Michelle stopped and pulled her close. Her embrace was glacial, yet she stroked Willow’s hair with a sorrow so genuine it was heartbreaking.

"I am not killing you, my love. I am rescuing you from oblivion. You shall become my heart. Is that not the highest testament of love?"

Willow closed her eyes. Images flickered before her: Michelle playing the violin; Michelle offering the pomegranate; Michelle promising a world without pain.

"Forgive me, Michelle," Willow whispered. "But I cannot allow you to love anymore."

She reached deep into that darkness Michelle had so carefully nurtured within her, teaching her how to bring it to life. She unleashed her rage, tangled with despair. It was the fire of a creator destroying an ill-fated canvas.

From her fingertips, instead of ink, erupted a pure, unbearable heat. The flame of her own life, choosing to incinerate itself in a single moment.

The fire instantly engulfed the nearest lilies. They began to scream—thin, human wails.

"What are you doing?!" Michelle shrieked, her face beginning to crack like scorched clay. "You are killing us! Destroying all the beauty in the world!"

Willow saw the terror take hold of Michelle and felt a crushing surge of pity. She threw herself toward Michelle, wrapping her in flaming arms.

"I love you..." Willow pressed her face into Michelle’s shoulder, feeling her wither, her body becoming brittle and dry. "I love you so much that I must burn you away."

Michelle froze for a heartbeat. Her long fingers, now resembling charred branches, brushed Willow’s cheek one last time. In her eyes flickered the infinite loneliness of a creature that so desperately wanted to be loved that it had forgotten how to be alive.

"Willow..." she exhaled, and her voice crumbled into ash.

The glass dome shattered, and thousands of shards rained down. The conservatory dissolved into a fiery inferno.

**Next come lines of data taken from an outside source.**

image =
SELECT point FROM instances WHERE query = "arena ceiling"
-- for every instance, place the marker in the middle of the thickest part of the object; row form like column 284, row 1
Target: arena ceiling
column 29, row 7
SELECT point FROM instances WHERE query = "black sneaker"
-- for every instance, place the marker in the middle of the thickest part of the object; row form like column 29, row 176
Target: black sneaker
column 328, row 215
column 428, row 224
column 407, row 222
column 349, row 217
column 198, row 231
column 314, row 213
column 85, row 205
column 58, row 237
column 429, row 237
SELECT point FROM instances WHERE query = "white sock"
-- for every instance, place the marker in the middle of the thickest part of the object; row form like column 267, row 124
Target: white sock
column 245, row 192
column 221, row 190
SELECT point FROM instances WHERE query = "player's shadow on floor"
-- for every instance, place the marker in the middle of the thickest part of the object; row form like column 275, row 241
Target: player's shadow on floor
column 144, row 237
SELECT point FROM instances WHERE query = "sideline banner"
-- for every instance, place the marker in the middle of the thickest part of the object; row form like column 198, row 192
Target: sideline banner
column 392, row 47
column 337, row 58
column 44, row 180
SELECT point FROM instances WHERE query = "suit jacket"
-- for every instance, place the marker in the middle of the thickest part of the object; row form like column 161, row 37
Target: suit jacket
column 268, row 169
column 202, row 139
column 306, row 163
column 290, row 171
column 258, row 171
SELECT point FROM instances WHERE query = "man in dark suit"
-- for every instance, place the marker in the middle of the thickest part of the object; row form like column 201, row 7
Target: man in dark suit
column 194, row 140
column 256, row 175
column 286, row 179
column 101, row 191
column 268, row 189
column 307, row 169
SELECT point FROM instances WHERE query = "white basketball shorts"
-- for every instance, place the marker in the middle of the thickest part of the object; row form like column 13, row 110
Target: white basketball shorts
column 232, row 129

Willow held Michelle until she disintegrated in her arms into fine, black dust.

She sobbed—she had just personally slaughtered her only passion, her only God.

The manor blazed around her. Willow sat amidst the ruins, clutching a handful of ash that had once been the woman she so loved.

The flames gradually receded, leaving behind only the charred skeletons of the towers.

Willow sat on the damp earth, drawing heavy breaths of the cold air, which now smelled of freedom.

She touched her neck. The black rootlets were gone, leaving behind deep, grotesque scars.

Willow rose, swaying, and approached a large shard of the glass dome that had been cast into the grass by the explosion. She was afraid to look. Afraid to see that withered, ancient crone again.

She leaned over the fragment. From the glass, a young face stared back. But when she tried to smile—from bitter relief—her smile proved too still.

Far too much like the one Michelle used to wear.